Wir machen eine Reise durch Italien, um den Wählern auf den Zahn zu fühlen und herauszufinden, wie das Land auf den Zustrom von Migranten – mal besser, mal schlechter – reagiert.*

Kurz vor Mitternacht in Rom. Aktivisten kleben Wahlplakate. Nicht die üblichen mit den bekannten Gesichtern der Politiker, die um ein Parlamentsmandat werben. Sondern Porträts von Migranten, die in Italien leben und arbeiten. Mit ihrer persönlichen Geschichte und der Bitte “Stimmen Sie für mich!” Aktivist Valerio Gatto Bonanni: “Das Gefühl von Unsicherheit und Gefahr ist weit verbreitet, und viele machen die Zuwanderer dafür verantwortlich. Sie sind das schwächste Glied in der Gesellschaft. Also ist es einfach, sie für unsere Ängste und Sorgen verantwortlich zu machen. Und im Wahlkampf die Karte der Angst vor Migranten auszuspielen, ist die einfachste Art, um Stimmen zu gewinnen.”

Migranten-Gesichter neben Plakaten für stramm rechte Politiker

Die provokative Kampagne wurde von einer Gruppe Guerilla-Künstler auf Sardinien eingeläutet. Sie wollen, dass die Italiener das andere Gesicht der Zuwanderung sehen. Illegale Plakatierung kann in Italien mit Bußgeldern von Hunderten von Euro bestraft werden. Aber diese Aktivisten sind überzeugt, dass es wichtig ist, auf die Not der Migranten aufmerksam zu machen, und dass es das Risiko wert ist.

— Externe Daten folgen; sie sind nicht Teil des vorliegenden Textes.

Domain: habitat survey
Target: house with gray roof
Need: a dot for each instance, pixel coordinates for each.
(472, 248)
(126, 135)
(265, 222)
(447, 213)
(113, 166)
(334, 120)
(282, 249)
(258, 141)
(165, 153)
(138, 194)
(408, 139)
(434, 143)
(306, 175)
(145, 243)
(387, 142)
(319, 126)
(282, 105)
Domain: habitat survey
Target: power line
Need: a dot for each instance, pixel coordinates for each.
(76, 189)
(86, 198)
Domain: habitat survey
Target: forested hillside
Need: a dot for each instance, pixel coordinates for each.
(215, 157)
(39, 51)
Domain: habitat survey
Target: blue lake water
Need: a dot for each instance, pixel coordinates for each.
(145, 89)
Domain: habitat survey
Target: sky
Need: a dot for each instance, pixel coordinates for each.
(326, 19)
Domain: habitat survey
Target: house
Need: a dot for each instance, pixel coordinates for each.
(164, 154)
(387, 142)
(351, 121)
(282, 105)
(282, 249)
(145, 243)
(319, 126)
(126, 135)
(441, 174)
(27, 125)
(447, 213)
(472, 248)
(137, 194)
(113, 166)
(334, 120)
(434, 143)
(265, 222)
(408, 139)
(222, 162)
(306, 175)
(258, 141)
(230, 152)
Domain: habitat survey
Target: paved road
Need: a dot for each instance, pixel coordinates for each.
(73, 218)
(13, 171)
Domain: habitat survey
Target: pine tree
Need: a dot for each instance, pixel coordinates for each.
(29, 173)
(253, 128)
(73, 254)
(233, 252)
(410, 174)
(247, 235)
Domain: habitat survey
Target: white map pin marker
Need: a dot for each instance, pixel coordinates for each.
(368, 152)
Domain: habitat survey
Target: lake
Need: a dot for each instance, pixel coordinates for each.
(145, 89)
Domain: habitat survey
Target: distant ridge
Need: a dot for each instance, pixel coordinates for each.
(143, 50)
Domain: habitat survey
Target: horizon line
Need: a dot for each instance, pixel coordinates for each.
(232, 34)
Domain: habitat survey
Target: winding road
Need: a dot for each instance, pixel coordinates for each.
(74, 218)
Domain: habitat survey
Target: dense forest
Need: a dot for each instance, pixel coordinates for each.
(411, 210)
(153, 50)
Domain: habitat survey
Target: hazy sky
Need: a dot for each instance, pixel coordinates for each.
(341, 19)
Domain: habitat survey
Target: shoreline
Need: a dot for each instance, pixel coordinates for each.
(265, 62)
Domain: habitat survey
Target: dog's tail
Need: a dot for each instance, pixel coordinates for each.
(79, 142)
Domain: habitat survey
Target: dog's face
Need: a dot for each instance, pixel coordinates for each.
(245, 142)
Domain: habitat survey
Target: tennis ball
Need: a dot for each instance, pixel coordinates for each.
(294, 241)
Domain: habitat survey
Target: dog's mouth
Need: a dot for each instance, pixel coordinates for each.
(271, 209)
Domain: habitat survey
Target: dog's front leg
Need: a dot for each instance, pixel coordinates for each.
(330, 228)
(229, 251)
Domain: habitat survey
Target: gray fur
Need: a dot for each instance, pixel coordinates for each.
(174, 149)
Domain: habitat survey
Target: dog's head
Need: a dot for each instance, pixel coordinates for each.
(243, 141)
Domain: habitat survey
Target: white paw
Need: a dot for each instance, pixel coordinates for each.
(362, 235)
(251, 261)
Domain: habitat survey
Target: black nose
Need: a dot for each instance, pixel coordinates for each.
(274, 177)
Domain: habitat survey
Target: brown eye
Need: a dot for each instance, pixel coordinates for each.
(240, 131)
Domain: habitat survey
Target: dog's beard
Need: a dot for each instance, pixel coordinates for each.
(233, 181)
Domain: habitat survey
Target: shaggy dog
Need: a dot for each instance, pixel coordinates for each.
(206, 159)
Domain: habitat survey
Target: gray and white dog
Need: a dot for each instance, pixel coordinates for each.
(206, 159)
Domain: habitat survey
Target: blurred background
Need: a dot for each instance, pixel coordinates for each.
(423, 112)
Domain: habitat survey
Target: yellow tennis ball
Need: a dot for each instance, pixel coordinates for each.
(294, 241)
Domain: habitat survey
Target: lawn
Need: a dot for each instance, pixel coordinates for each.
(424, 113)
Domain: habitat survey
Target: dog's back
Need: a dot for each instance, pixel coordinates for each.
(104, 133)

Die Initiative breitete sich schnell in ganz Italien aus, auch in Rom. Wasser aus einem der römischen Brunnen, ein bisschen Klebstoff dazu – und schon prangen die nächsten Plakate neben denen der Fratelli d’Italia, der “Brüder Italiens”. Eine stramm rechte Partei, die Zuwanderung klar ablehnt und gute Aussichten hat, Teil der nächsten Regierung zu werden. Bei einer Wahlkampfveranstaltung der Brüder Italiens kürzlich in Rom listete Parteichefin Giorgia Meloni auf: “Im vergangenen Jahr haben hunderttausend Italiener Italien verlassen, zumeist junge Hochschulabsolventen. Im selben Jahr kamen 180.000 illegale Migranten nach Italien.”

Zwischenruf aus dem Publikum: “Kannibalen!”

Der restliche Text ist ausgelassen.